There are three major types of home loans. Here’s what you need to know about them.

  1. Conventional Loans

A conventional loan is not insured or guaranteed by the federal government. Typically, it’s a fixed-rate mortgage, meaning that the interest rate does not change.

Conventional loans can be difficult to qualify for. They have stringent requirements regarding income amount, credit score and down payment.

Despite these tough criteria, conventional loans are generally lower-cost than other types of guaranteed mortgages.

There are two sizes of conventional loans: conforming and non-conforming.

Conforming loans have a maximum allowable limit, currently $417,000 for a single-family home.

Nonconforming loans (sometimes called “jumbo loans”) exceed those limits. The eligibility requirements are often more strict than conforming loans. Interest rates are usually higher for jumbo loans.

 

  1. FHA Loans

FHA (Federal Housing Administration) loans are easier to qualify for than a conventional loan. They have lower upfront loan costs, more relaxed credit requirements, and lower down payment requirements (as low as 3.5%).

For these reasons, FHA loans are popular among first-time home buyers.

 

  1. VA Loans

The U.S. Department of Veterans Affairs (VA) does not directly issue loans, but instead guarantees mortgages offered by qualified lenders.

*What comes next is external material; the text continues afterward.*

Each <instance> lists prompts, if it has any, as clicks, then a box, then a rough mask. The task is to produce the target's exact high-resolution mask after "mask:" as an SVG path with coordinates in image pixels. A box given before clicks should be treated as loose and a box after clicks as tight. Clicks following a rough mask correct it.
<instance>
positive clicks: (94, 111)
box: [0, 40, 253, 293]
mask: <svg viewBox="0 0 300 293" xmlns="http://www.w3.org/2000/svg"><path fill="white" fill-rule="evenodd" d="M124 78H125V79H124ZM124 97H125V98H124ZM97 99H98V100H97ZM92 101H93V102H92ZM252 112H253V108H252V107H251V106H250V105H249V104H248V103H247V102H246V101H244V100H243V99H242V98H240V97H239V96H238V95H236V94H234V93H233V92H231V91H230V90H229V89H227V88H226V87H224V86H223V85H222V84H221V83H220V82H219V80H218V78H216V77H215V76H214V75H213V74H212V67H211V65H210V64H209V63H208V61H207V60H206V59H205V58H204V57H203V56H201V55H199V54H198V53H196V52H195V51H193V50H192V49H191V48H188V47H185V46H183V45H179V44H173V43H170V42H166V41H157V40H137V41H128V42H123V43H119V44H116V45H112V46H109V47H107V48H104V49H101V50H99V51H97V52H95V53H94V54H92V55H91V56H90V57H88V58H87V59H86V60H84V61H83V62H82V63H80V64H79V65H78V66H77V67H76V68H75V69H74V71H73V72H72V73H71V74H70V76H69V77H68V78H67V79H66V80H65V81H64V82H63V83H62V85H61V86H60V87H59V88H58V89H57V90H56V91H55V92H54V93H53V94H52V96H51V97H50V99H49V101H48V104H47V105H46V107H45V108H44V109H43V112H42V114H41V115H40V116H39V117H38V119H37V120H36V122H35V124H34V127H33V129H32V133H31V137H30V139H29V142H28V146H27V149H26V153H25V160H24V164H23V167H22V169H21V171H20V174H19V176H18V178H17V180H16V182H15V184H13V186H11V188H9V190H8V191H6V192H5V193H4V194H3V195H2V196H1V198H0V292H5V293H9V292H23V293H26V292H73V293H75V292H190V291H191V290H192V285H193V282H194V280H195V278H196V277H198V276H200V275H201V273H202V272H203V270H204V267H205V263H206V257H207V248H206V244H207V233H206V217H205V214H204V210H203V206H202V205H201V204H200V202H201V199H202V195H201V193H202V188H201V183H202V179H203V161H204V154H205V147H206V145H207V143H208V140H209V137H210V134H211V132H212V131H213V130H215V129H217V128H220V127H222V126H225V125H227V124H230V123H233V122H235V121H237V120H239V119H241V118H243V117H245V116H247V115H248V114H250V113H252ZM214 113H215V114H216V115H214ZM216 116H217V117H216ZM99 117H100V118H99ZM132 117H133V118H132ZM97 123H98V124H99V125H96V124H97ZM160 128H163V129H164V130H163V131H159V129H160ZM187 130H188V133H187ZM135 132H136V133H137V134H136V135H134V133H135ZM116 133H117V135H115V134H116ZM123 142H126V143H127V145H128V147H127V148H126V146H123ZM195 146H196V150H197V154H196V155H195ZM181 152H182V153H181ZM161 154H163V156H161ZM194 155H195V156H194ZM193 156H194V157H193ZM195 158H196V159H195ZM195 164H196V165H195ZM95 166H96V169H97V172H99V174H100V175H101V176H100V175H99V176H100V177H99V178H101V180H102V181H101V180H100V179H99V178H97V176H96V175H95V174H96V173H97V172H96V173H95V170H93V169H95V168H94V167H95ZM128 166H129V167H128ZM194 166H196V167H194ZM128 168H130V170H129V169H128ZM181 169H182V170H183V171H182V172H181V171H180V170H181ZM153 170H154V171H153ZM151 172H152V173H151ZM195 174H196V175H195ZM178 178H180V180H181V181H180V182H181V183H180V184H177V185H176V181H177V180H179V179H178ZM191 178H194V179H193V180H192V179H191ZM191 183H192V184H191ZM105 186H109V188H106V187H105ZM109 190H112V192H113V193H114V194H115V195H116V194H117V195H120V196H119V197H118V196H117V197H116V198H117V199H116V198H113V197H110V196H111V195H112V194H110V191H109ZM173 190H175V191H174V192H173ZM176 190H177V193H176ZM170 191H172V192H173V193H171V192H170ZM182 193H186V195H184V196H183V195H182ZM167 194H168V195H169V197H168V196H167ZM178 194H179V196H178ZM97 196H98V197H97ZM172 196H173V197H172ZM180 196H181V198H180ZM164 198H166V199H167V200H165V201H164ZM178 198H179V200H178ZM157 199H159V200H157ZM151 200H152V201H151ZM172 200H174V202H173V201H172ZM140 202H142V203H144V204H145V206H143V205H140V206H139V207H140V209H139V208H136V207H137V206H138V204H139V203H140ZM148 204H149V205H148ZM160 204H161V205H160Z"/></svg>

Qualifying for a VA loan is easier than a conventional loan, and it often requires no down payment.

In order to take out a VA loan, you must first contact the VA and apply for a certificate of eligibility.

 

Creative Ways to Help Finance Your Home

No matter what type of mortgage you take on, you’ll still need to make the down payment and cover other costs. Here are several creative ways to maximize your financial resources:

  1. Sell something: a second car, a boat, or a collection of antiques. Even small-ticket items can add up if you sell enough.
  1. Take on a part-time job or start a side business.
  1. Stick to a written budget, cut out all unnecessary expenses and pile up cash.
  1. Ask family members for help with financing.
  1. Raise money on a peer-to-peer loan website.
  1. Borrow against the equity in another property.

 

When in Doubt, Ask an Expert

Beyond the basic types of home loans, mortgages quickly become complicated. To save time and money (not to mention your sanity), consider working with a mortgage broker.

Mortgage brokers don’t lend directly to you. Instead, they help you find the best financing to suit your needs. A good mortgage broker will answer your questions and give you options.

 

Shop Around for Your Mortgage

Generally speaking, the higher your income, the larger your down payment, and the better your credit score, the easier it will be to get a mortgage.

Whether you use a broker or go it alone, be sure to shop around. Compare your different mortgage options until you find the right home loan for you.